社内説明では、削減額ではなく「同じ人数で処理できる件数」や「初稿までのリードタイム」で効果を置いたほうが合意を取りやすくなります。削減額で約束すると、翌年その分の予算を先に削られて、教育投資が続かなくなります。

研修費については、人材開発支援助成金のように社員教育に使える公的制度があり、AI関連の研修が対象になる場合があります。ただし対象要件や申請の時期には条件があり、計画の届出タイミングを逃すと対象外になることもあります。制度内容は改定されるため、労働局や社会保険労務士への確認を挟んでください。注意したいのは、助成金の要件に合わせて研修内容を選び始めると、目的が入れ替わることです。先に「どの業務を移すか」を決めてから、使える制度を探す順番を崩さないほうがいい。

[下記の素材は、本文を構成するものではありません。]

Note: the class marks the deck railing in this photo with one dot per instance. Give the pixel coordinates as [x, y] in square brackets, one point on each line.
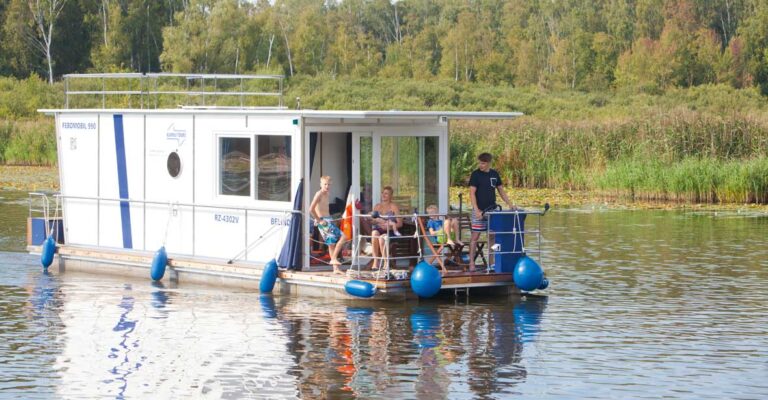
[169, 90]
[530, 240]
[174, 207]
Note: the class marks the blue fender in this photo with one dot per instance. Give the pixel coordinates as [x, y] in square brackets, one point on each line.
[528, 274]
[360, 288]
[159, 262]
[268, 277]
[49, 249]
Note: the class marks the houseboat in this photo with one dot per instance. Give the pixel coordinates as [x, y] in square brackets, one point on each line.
[215, 172]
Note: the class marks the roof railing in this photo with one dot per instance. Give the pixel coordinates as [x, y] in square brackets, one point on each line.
[155, 90]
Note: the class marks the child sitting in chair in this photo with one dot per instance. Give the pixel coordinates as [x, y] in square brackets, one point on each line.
[435, 226]
[331, 234]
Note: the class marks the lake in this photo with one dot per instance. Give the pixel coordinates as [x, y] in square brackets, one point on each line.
[642, 304]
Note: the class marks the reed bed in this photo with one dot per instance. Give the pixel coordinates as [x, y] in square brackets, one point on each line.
[681, 155]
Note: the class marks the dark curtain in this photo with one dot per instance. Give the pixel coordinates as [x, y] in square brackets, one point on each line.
[290, 254]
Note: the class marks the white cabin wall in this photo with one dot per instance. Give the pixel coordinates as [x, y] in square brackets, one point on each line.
[115, 230]
[215, 238]
[78, 138]
[166, 134]
[226, 232]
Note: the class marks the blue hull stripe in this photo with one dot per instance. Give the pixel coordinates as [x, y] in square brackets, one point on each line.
[122, 179]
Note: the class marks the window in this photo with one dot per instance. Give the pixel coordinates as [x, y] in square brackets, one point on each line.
[273, 169]
[235, 166]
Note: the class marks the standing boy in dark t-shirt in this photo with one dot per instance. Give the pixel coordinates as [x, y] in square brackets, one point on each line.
[483, 184]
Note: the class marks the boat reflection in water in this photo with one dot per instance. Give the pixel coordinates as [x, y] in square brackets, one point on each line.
[431, 350]
[136, 339]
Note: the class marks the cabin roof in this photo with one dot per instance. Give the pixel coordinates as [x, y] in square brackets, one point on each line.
[309, 115]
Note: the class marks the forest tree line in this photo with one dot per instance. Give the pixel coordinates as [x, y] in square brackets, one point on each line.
[588, 45]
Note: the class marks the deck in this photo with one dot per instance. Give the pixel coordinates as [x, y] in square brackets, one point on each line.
[216, 272]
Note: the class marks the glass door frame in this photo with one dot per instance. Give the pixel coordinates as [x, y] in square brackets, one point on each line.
[440, 132]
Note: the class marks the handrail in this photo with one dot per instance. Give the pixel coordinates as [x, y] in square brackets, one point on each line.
[178, 204]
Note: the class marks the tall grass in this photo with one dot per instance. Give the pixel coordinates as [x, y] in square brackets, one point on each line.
[27, 142]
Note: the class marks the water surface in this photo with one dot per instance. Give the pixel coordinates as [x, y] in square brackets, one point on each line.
[642, 304]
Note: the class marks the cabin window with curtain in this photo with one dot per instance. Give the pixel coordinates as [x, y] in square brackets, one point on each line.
[235, 166]
[273, 167]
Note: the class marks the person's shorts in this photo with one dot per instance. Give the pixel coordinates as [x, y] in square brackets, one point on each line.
[479, 225]
[383, 231]
[330, 232]
[439, 237]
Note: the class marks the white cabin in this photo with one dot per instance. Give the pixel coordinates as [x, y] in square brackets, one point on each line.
[220, 182]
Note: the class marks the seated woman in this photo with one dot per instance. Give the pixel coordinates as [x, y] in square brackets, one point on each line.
[383, 222]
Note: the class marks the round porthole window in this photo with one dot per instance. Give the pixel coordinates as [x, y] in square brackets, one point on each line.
[174, 164]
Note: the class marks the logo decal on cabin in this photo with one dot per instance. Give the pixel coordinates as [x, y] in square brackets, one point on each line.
[179, 135]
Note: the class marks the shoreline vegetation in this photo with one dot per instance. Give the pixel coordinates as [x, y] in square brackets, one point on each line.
[706, 144]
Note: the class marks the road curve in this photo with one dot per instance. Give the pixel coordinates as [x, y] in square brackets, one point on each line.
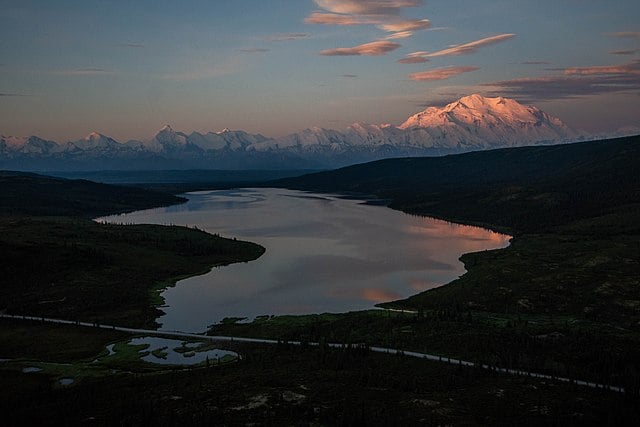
[426, 356]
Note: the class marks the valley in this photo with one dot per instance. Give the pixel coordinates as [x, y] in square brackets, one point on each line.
[522, 307]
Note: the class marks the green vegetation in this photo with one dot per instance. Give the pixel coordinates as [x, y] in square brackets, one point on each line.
[76, 269]
[282, 384]
[563, 299]
[574, 211]
[37, 195]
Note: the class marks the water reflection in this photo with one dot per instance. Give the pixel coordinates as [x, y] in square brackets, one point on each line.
[324, 253]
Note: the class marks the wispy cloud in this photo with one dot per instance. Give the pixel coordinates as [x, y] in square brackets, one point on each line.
[574, 82]
[377, 48]
[414, 58]
[471, 47]
[367, 7]
[625, 52]
[335, 19]
[441, 73]
[285, 37]
[625, 34]
[382, 13]
[399, 35]
[630, 68]
[254, 50]
[406, 25]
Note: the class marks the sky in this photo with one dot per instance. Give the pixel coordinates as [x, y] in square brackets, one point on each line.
[126, 68]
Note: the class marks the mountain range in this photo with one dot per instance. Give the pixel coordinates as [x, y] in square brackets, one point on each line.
[469, 124]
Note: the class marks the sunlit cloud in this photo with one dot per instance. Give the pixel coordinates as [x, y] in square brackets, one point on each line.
[626, 34]
[630, 68]
[625, 52]
[575, 82]
[399, 35]
[414, 58]
[441, 73]
[471, 47]
[288, 37]
[382, 13]
[377, 48]
[406, 25]
[367, 7]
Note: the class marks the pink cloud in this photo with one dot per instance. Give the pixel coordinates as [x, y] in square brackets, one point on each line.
[366, 7]
[630, 68]
[334, 19]
[574, 82]
[412, 60]
[399, 35]
[377, 48]
[471, 47]
[441, 73]
[406, 25]
[382, 13]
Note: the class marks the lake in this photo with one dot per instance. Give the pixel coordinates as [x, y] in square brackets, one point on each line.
[324, 253]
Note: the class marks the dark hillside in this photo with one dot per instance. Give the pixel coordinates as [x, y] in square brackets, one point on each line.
[38, 195]
[522, 189]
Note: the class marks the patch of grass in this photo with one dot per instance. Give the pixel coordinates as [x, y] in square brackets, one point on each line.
[78, 269]
[329, 387]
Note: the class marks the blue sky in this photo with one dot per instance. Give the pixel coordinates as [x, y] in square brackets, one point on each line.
[126, 68]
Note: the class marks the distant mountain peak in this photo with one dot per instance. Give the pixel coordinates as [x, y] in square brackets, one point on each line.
[94, 135]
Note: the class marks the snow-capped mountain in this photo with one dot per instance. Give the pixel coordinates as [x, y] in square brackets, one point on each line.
[471, 123]
[479, 122]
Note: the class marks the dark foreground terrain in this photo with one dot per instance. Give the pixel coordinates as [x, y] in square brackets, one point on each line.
[563, 299]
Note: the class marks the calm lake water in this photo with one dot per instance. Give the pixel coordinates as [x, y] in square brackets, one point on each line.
[323, 254]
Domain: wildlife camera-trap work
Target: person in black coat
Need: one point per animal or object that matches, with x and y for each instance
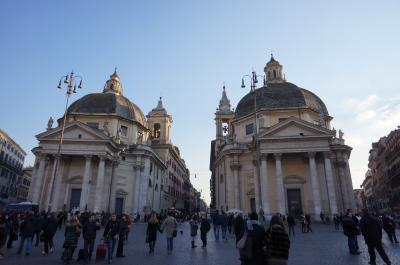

定着しない内製化は、だいたい「作れる人が1人」で止まっている

導入したが定着しない、という相談の多くは、熱心な担当者1人にすべてが集まっている状態です。

良い兆候は、2人目が同じ品質の成果物を出せること、プロンプトや手順が共有の場所に残っていること、そして失敗した事例が共有されていることです。逆に危ないのは、成功事例の発表会だけが行われ、うまくいかなかったプロンプトが誰の手元にも残らない組織。他人の失敗こそが最短の教材になります。

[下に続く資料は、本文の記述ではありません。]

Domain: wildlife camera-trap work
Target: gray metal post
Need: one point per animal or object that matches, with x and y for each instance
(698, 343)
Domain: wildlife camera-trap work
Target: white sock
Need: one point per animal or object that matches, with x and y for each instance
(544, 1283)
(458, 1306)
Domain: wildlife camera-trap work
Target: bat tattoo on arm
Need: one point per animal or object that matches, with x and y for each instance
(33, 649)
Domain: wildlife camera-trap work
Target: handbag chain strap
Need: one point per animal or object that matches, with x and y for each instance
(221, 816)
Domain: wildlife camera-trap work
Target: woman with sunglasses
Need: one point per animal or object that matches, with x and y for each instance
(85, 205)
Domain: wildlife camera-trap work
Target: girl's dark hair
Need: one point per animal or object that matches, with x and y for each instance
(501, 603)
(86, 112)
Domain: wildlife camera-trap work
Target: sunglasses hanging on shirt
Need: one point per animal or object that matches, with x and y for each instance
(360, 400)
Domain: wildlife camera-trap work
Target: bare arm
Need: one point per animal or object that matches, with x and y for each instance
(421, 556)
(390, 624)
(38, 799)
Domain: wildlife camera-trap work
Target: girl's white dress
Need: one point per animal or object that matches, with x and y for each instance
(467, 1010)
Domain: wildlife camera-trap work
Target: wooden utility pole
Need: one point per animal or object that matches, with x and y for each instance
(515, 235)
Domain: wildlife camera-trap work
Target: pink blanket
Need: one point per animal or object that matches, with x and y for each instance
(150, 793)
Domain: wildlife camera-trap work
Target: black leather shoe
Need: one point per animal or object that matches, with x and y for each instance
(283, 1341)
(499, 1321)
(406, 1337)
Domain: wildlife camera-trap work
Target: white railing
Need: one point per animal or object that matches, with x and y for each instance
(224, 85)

現実的な運用としては、週に30分、実際に使った出力とその修正内容を持ち寄る場を作るだけでも変わります。派手な研修より、この30分の継続のほうが効きます。

外注先との関係も、切るか続けるかの二択にしなくて構いません。「今の業務を社内に移すとしたら、どの工程から移せて、どの工程は残したほうがいいと思いますか」と聞いてみてください。順番を具体的に答えられる相手は、引き継ぎを前提にした関係を作れます。私たちも採用SNSの運用支援で、将来の内製化を見据えた伴走の形を取ることがあります。

まとめ

明日やることは2つに絞れます。ひとつは、直近3か月の外注の内訳を「作業」と「判断」の2列に分けて書き出すこと。もうひとつは、そのうち社内に判定できる人がいて社外に出ない業務をひとつだけ選び、2週間だけAIで試してみることです。全部を一度に移そうとすると、たいてい品質と現場の納得の両方を失います。1業務ずつ、検品できる範囲から移す。それが結果として、いちばん削減が続くやり方でした。